Combination Regression test
to_geotiff(cog=True, tiled=False) xrspatial/geotiff/tests/write/test_cog.py
to_geotiff(cog=True, tile_size <= 0) xrspatial/geotiff/tests/write/test_cog.py
Warped VRT (<VRTDataset subClass="VRTWarpedDataset"> or <VRTRasterBand subClass="VRTWarpedRasterBand">) xrspatial/geotiff/tests/test_vrt_unsupported_2370.py, xrspatial/geotiff/tests/test_vrt_capability_validator_2371.py
Nested VRT (a <SourceFilename> that resolves to a .vrt) xrspatial/geotiff/tests/test_vrt_unsupported_2370.py (test_nested_vrt_source_raises, test_nested_vrt_open_geotiff_raises)
Mixed-CRS VRT (sources disagree on CRS without an opt-in) xrspatial/geotiff/tests/test_vrt_unsupported_2370.py, xrspatial/geotiff/tests/test_vrt_capability_validator_2371.py
Mixed per-band nodata across VRT sources (default band_nodata=None) xrspatial/geotiff/tests/vrt/test_metadata.py, xrspatial/geotiff/tests/test_unsupported_features_2349.py (test_mixed_per_source_nodata_rejected)
Rotated read without allow_rotated=True xrspatial/geotiff/tests/release_gates/test_stable_features.py (Negative cases section), xrspatial/geotiff/tests/test_rotated_typed_error_2267.py
Rotated write without drop_rotation=True xrspatial/geotiff/tests/test_to_geotiff_drop_rotation_2216.py, xrspatial/geotiff/tests/test_unsupported_features_2349.py (test_eager_writer_rejects_rotated_6tuple_transform, test_eager_writer_rejects_rotated_affine_attr)
Skewed VRT geotransform xrspatial/geotiff/tests/test_unsupported_features_2349.py (test_vrt_with_skewed_geotransform_rejected)
Complex source / mask band / alpha band in a VRT xrspatial/geotiff/tests/test_vrt_unsupported_2370.py, xrspatial/geotiff/tests/test_vrt_capability_validator_2371.py
VRT source path escapes the VRT directory tree xrspatial/geotiff/tests/test_vrt_path_containment_1671.py
1xN / Nx1 write without attrs['transform'] or assume_square_pixels_for_degenerate_axis=True xrspatial/geotiff/tests/test_degenerate_pixel_size_2214.py; see also "Degenerate-axis writes" above.

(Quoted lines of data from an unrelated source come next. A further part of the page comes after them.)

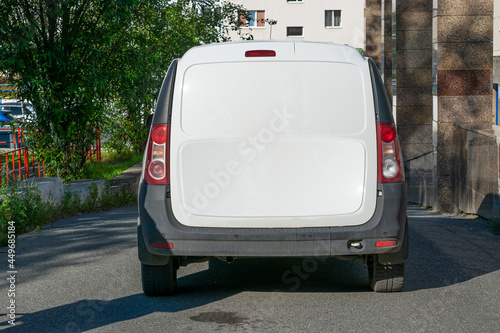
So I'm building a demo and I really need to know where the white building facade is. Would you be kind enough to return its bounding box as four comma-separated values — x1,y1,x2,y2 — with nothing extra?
227,0,365,49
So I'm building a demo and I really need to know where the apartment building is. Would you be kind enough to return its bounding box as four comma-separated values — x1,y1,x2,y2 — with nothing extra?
227,0,365,49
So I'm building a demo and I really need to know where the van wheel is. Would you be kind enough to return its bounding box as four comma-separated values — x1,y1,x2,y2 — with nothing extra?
368,256,405,292
141,260,177,296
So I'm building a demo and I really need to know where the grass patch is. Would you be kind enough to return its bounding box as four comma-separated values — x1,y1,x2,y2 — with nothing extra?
80,150,143,180
0,180,136,247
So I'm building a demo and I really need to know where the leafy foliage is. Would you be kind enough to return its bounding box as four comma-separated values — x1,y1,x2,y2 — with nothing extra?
104,0,247,155
80,149,143,180
0,0,246,179
0,176,46,241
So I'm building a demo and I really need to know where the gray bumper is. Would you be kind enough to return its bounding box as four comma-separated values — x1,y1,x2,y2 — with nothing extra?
138,183,407,264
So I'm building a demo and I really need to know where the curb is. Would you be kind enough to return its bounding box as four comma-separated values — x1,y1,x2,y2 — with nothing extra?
16,163,142,206
107,162,142,195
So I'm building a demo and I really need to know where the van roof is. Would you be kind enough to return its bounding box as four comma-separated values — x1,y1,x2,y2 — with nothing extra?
179,41,366,66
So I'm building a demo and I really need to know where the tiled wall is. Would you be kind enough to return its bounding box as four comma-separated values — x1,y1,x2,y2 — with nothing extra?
432,0,494,212
366,0,394,101
365,0,382,69
395,0,433,162
381,0,393,100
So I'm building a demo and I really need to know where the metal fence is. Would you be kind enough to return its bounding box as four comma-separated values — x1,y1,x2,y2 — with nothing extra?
0,128,101,185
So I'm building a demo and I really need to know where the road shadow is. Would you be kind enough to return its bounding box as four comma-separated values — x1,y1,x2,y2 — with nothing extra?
404,204,500,291
0,257,370,332
1,205,499,332
0,206,139,287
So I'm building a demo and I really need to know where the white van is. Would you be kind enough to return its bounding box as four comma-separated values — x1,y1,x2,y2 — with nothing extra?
138,42,408,295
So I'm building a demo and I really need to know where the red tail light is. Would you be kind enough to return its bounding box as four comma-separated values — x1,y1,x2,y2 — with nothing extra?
245,50,276,57
377,123,403,183
376,240,398,248
151,242,174,249
144,124,170,185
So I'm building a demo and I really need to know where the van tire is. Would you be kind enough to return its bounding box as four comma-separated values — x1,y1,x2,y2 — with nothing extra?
368,256,405,292
141,261,177,296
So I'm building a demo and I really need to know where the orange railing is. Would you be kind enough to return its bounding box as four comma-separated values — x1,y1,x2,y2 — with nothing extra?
88,128,102,163
0,147,45,184
0,127,101,185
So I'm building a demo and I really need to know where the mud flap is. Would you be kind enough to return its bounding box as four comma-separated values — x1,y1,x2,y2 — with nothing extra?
377,218,409,265
137,226,169,266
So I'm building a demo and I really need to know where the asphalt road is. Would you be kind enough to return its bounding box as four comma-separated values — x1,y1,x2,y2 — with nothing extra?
0,204,499,332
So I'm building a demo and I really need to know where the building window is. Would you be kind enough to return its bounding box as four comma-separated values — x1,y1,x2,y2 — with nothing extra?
325,10,342,28
201,6,211,16
240,10,265,27
200,4,221,17
287,26,303,37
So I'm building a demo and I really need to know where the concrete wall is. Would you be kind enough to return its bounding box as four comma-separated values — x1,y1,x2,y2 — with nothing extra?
406,152,434,208
451,125,500,219
410,124,500,220
228,0,365,48
17,178,106,206
15,163,142,207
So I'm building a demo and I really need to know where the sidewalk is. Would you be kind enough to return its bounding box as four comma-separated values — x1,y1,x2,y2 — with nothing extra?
107,162,142,195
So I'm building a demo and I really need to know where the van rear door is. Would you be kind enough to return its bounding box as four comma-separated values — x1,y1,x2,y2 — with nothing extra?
169,42,377,228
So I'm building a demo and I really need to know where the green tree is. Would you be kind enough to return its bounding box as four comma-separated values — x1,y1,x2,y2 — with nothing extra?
104,0,246,154
0,0,245,179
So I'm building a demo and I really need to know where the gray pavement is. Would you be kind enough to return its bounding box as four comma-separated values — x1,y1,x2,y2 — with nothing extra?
0,204,499,332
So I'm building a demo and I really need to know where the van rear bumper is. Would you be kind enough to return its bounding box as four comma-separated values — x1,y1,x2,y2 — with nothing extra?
138,183,407,265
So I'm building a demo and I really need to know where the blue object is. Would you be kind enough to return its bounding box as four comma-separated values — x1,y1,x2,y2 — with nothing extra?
0,111,14,122
495,83,499,126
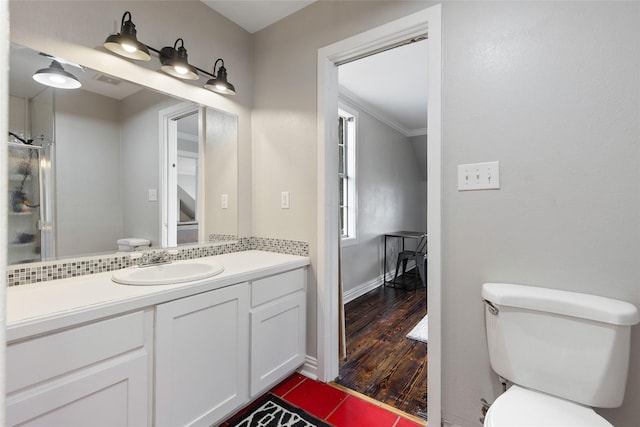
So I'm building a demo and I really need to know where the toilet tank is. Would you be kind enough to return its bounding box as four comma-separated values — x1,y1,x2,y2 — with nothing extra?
482,283,639,408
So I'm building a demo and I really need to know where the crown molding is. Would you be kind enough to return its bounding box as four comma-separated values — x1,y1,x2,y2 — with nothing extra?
338,85,426,137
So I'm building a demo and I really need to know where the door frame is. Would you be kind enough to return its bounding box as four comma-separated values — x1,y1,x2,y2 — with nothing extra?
159,102,201,248
316,4,442,424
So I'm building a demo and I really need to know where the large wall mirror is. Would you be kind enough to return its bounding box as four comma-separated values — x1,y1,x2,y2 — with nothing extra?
7,43,238,265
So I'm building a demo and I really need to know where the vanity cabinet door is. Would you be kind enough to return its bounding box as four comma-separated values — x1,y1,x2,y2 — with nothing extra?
250,268,307,397
6,310,152,427
155,283,250,427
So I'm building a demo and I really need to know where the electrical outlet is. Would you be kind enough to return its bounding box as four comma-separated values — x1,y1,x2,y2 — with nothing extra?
457,161,500,191
148,188,158,201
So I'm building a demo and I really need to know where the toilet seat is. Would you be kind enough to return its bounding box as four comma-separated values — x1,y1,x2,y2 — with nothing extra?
484,385,612,427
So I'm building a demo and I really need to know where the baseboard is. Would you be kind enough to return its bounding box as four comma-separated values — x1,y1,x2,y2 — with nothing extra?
343,276,384,304
299,355,318,380
343,265,421,303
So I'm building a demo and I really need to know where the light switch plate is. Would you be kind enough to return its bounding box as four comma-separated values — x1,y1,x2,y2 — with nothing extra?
281,191,290,209
148,188,158,201
457,161,500,190
221,194,228,209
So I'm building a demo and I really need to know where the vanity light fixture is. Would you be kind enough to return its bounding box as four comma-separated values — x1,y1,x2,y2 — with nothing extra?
159,38,199,80
204,59,236,95
103,11,236,94
32,60,82,89
103,11,151,61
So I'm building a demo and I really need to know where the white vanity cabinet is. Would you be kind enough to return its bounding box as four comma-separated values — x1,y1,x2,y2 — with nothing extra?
6,251,310,427
250,268,307,397
5,310,153,427
155,283,250,427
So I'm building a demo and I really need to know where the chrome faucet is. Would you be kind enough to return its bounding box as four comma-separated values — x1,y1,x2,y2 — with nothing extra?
139,250,172,267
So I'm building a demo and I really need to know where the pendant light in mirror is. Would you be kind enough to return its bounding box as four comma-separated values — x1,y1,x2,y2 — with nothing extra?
32,60,81,89
104,11,151,61
204,59,236,95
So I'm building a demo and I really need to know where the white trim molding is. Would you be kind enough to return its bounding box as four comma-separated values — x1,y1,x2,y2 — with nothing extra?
299,356,319,380
339,86,427,137
343,276,383,305
316,5,442,426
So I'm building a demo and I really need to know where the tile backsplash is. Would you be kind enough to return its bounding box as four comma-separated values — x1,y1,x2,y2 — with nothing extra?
7,237,309,287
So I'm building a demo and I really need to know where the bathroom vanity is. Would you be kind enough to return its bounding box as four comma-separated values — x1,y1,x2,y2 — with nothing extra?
5,250,309,427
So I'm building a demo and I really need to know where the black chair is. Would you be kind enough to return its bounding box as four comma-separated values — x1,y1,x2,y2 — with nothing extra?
393,235,427,288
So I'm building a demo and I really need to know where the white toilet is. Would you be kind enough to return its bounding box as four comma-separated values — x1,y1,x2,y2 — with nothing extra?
482,282,640,427
117,237,151,252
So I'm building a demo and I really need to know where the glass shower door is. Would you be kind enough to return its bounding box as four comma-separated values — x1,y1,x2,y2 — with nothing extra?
8,142,45,264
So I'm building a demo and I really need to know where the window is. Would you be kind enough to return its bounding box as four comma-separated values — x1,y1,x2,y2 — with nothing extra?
338,105,357,245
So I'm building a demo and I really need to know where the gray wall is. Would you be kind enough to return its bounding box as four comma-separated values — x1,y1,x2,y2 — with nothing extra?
4,1,640,426
254,1,640,426
120,89,178,246
441,2,640,426
55,89,122,256
252,0,429,362
9,0,255,239
340,98,426,295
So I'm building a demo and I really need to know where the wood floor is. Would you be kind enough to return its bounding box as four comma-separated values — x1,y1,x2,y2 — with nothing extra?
337,274,427,418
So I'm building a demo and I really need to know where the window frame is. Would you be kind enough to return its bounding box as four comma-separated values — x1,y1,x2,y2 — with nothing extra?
338,103,358,247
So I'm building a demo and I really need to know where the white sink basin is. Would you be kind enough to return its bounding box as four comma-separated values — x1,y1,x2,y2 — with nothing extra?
112,261,224,285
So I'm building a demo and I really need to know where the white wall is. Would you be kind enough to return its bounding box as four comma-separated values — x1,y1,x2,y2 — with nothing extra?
1,3,8,423
340,98,426,295
55,89,122,256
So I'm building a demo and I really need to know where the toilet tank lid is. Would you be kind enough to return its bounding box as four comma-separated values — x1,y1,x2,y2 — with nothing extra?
117,238,151,247
482,283,640,325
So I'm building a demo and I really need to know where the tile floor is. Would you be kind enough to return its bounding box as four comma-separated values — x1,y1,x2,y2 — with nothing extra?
221,373,426,427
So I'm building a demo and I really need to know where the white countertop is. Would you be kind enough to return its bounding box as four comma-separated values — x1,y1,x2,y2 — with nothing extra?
7,250,310,342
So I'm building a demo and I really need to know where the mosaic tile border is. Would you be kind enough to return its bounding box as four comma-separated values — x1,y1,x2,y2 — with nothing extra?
7,237,309,287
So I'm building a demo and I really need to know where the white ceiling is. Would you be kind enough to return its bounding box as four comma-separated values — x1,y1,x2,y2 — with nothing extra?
202,0,427,137
339,40,428,136
201,0,316,34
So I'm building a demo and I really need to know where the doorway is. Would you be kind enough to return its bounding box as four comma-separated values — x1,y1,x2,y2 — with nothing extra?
160,102,203,248
335,36,428,418
316,5,442,425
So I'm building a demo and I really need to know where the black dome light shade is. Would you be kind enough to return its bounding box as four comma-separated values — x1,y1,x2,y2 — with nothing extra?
104,11,151,61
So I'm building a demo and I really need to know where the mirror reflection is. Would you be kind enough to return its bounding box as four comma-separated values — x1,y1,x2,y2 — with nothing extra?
7,43,238,265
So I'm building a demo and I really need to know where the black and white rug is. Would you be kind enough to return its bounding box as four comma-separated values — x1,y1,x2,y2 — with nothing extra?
228,394,333,427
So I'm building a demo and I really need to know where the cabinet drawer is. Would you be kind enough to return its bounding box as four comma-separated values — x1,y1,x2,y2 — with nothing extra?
6,353,149,427
7,311,147,394
251,268,305,308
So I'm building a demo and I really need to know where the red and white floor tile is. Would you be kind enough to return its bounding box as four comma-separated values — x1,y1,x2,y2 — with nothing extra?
222,373,426,427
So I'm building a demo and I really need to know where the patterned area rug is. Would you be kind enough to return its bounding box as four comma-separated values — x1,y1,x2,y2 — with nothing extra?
407,314,428,343
228,394,333,427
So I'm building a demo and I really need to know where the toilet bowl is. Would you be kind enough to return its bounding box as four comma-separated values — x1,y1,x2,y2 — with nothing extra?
482,283,639,427
484,385,612,427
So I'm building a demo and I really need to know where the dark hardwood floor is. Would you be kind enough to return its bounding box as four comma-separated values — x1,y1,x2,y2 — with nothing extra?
337,274,427,418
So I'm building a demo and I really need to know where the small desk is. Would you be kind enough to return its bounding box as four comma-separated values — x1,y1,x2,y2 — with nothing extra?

HTTP read against a private / loopback / link-local host without XRSPATIAL_GEOTIFF_ALLOW_PRIVATE_HOSTS=1 xrspatial/geotiff/tests/test_ssrf_hardening_1664.py, xrspatial/geotiff/tests/test_dns_rebinding_pin_issue_1846.py
Unsupported feature flags more broadly (codec, layout, and writer combos that SUPPORTED_FEATURES does not promise) xrspatial/geotiff/tests/test_unsupported_features_2349.py

This list is the prose mirror of the negative rows in :ref:`reference.geotiff_release_gate`. When a row gets promoted or removed, update both pages in the same PR so the docs and the runtime constant stay in sync.